New patients are waiting 9 days longer for an appointment with an ob.gyn. in 2017 than they did in 2014, according to physician recruitment firm Merritt Hawkins.
The average wait time for a new patient to see an ob.gyn. for a routine gynecologic exam was 26.4 days in 2017, a nearly 53% increase from the 17.3 days reported in 2014. Investigators called and made appointments with 286 randomly-selected ob.gyns. in 15 large cities in January and February during the fourth such survey the company has conducted since 2004.
This year, the survey also included ob.gyns. in 15 midsized cities for the first time. The average wait time in those cities was shorter: 23.1 days for the 100 offices contacted. Fort Smith, Ark., had the longest average midsize-city wait of 44 days, while Billings, Mont., had a shortest-for-the-group average of 6 days. In the large cities, the longest average wait was 51 days (Philadelphia), and the shortest wait was 12 days in Minneapolis and Los Angeles, Merritt Hawkins reported.
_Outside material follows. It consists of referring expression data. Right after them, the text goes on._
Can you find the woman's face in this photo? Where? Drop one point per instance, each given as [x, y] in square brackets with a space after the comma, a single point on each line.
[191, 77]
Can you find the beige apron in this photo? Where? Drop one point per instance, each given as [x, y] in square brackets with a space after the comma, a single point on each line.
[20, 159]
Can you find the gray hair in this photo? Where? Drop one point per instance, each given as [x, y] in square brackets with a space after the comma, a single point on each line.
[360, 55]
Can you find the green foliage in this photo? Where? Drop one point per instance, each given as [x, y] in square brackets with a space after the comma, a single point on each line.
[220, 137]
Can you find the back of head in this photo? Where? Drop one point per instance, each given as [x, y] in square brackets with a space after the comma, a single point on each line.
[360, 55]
The survey also included four other specialties – cardiology, dermatology, family medicine, and orthopedic surgery – and the average wait time for a new-patient appointment for all 1,414 physicians in all five specialties in the 15 large cities was 24.1 days, an increase of 30% over 2014. The average wait time for all specialties in the mid-sized cities was 32 days for the 494 offices surveyed, the company said.
“Physician appointment wait times are the longest they have been since we began conducting the survey,” Mark Smith, president of Merritt Hawkins, said in a statement. “Growing physician appointment wait times are a significant indicator that the nation is experiencing a shortage of physicians.”